The first prototype of the game was based on the original Kinect for Windows sensor. The original sensor captured the movements of the arm and shoulder, but the game required a special glove fitted with sensors to detect hand movements. The latest version of Recovery Rapids takes advantage of the enhanced body tracking of the Kinect v2 sensor, especially the new sensor’s ability to track finger movements, which eliminates the need for the special glove and thus lowers the cost of the equipment substantially.

"Detecting hand motion is very important to our product,” says David Maung, one of the Ohio State researchers. “With the original Kinect for Windows sensor, we had to use external hardware to capture finger motion and wrist rotation. The Kinect v2 sensor allowed us to eliminate this hardware, opening the door for an electronically downloadable product."

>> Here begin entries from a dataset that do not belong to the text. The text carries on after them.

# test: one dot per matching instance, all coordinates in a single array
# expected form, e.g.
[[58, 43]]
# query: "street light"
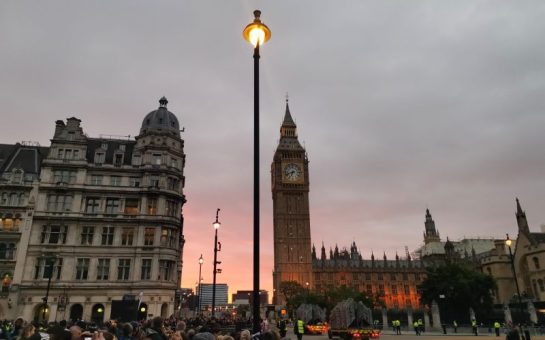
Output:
[[256, 33], [49, 260], [201, 260], [508, 242], [216, 225]]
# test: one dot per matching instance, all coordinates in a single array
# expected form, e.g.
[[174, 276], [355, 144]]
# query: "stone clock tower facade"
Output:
[[291, 218]]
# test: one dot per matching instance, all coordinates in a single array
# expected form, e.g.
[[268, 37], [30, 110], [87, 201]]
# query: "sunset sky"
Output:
[[401, 105]]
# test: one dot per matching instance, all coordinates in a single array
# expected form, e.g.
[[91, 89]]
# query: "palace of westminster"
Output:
[[91, 220]]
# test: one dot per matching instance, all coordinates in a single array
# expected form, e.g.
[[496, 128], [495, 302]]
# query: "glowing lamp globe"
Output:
[[256, 32]]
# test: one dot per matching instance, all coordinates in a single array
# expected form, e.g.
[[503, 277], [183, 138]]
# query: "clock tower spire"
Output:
[[291, 217]]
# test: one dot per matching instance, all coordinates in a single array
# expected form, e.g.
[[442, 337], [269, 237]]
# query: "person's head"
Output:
[[245, 335], [28, 331], [157, 322], [180, 326], [75, 332], [127, 329]]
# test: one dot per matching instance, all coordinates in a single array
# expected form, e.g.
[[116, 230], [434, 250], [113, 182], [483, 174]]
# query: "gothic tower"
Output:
[[291, 218], [431, 234], [522, 222]]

A clinical trial on 11 participants with long-lasting arm weakness due to a stroke has shown the Recovery Rapids game to be as effective as traditional CI therapy in improving motor speed. Participants improved the performance of such tasks as picking up a pencil or drinking from a cup, increasing by an average of five completions per minute after two weeks of game play. Many participants also showed significant improvements in range of motion and arm use. In fact, 9 of the 11 participants rated Recovery Rapids as more enjoyable than other forms of rehab, and 10 of 11 said the game was more effective than other rehabilitation therapy they’d received.

 The game’s tasks provide targeted motion therapy. For example, collecting bottles from the river strengthens the arm through elbow flexion movements.
The game’s tasks provide targeted motion therapy. For example, collecting bottles from the river
strengthens the arm through elbow flexion movements.

One participant, a stroke survivor, said this of Recovery Rapids: “It has the potential to develop self-motivation and self-determination better than any therapist or coach. The Recovery Rapids gaming system allows the participants to track their own progress as they compete against themselves. They can adjust the game to make it even more challenging as they reach new plateaus in their recovery.”

The Ohio State team is eager to move Recovery Rapids out of the research setting and into the hands of rehab patients, and to that end, they have established Games That Move You, a public benefit corporation. Their immediate goals are to develop an interface that will allow patients more flexibility in customizing their therapy and to build a system that tracks the user’s performance over time, thus providing feedback to both the patient and the physical therapist. They also hope to create more content and obstacles, which will add greater variety to the game play.  

We’re cheering them on, delighted to see yet another example of how Kinect technology can help improve the quality of life for people around the world.